Identifying how much private (UGA) memory a cursor is using

And finally, continuing from previous example, it is possible to measure how much of your UGA private memory space some cursor is using (as one session may have many cursors open the same time):

I will paste here again few last lines of the last output:

 Cursor frame dump

  enxt: 3.0x000004b0  enxt: 2.0x00000020  enxt: 1.0x00000ca0

  pnxt: 2.0x00000008  pnxt: 1.0x00000010

 kxscphp  fffffd7ffddc0388 siz=984 inu=472 nps=344

 kxscbhp  fffffd7ffdcef1a8 siz=1008 inu=120 nps=0

 kxscwhp  fffffd7ffddc0748 siz=10496 inu=6608 nps=6608

Under the cursor frame dump you see a bunch of lines starting with kxsc, which means Kernel eXecution Shared Cursor. In each line you see a field called siz, which tells the private memory allocation size for that particular allocation type (or what's the internal allocation size, to be correct).

You can just sum all these sizes together to determine a cursors memory usage.

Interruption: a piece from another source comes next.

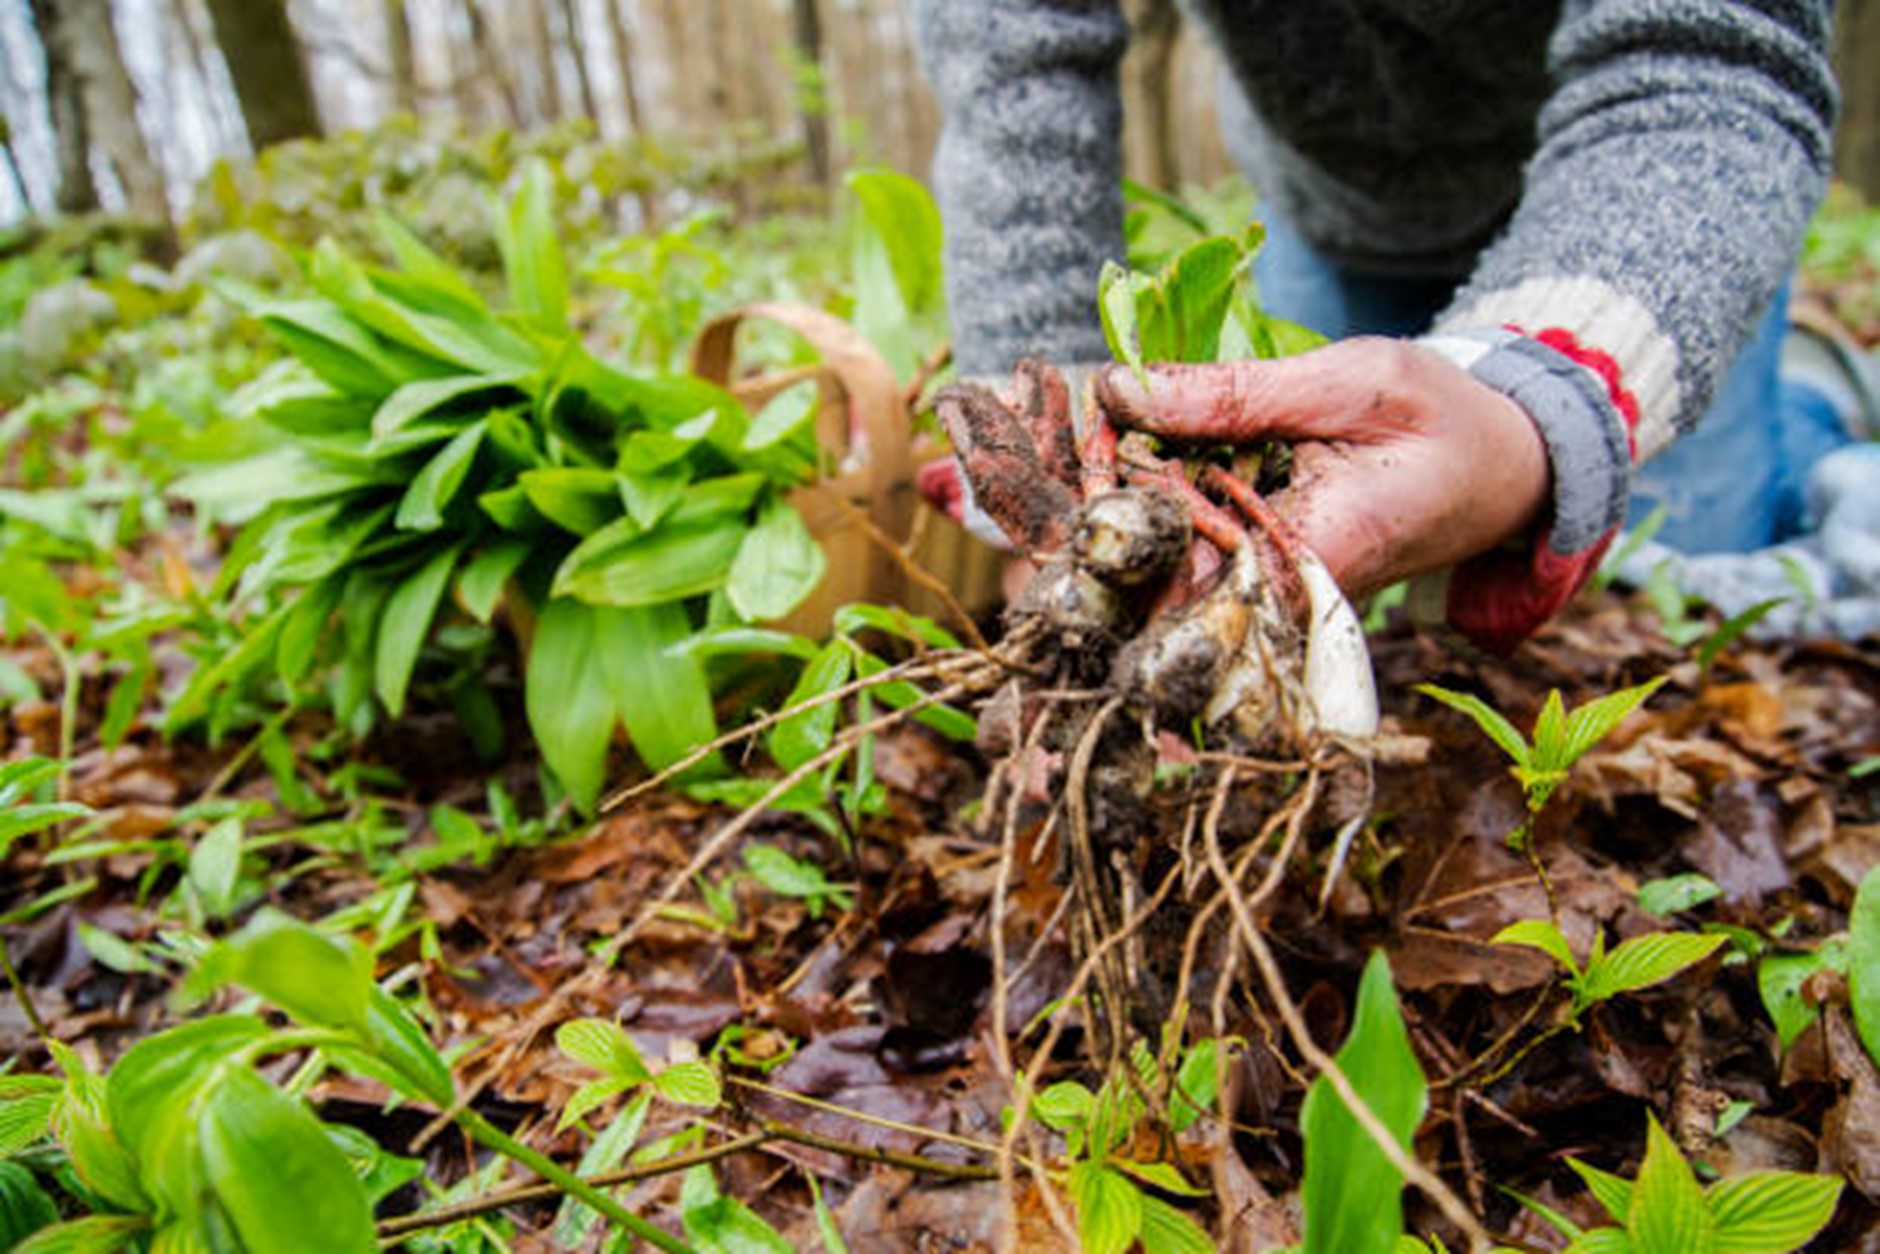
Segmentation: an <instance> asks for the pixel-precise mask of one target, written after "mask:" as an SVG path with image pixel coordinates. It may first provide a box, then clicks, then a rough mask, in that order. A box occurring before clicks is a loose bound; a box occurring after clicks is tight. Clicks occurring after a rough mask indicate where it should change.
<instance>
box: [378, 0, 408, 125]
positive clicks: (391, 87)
mask: <svg viewBox="0 0 1880 1254" xmlns="http://www.w3.org/2000/svg"><path fill="white" fill-rule="evenodd" d="M380 4H382V8H384V11H385V53H387V56H385V60H387V62H389V66H391V107H393V109H397V111H399V113H410V115H415V113H417V58H415V56H412V15H410V13H406V11H404V0H380Z"/></svg>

Here are the meanings (which I have guessed) for the interested:

Finally, even though ORADEBUG is a widely used tool by Oracle support - be careful with it (for example, search what Metalink has to say about ORADEBUG DUMP ERRORSTACK) etc. If you are unsure, ask Oracle Support for "blessing" first.

I never connect to critical background processes such as LGWR, DBWR with oradebug unless I'm prepared to that the instance may crash. However these techniques have been very valuable in some cases where other instrumentation is not enough!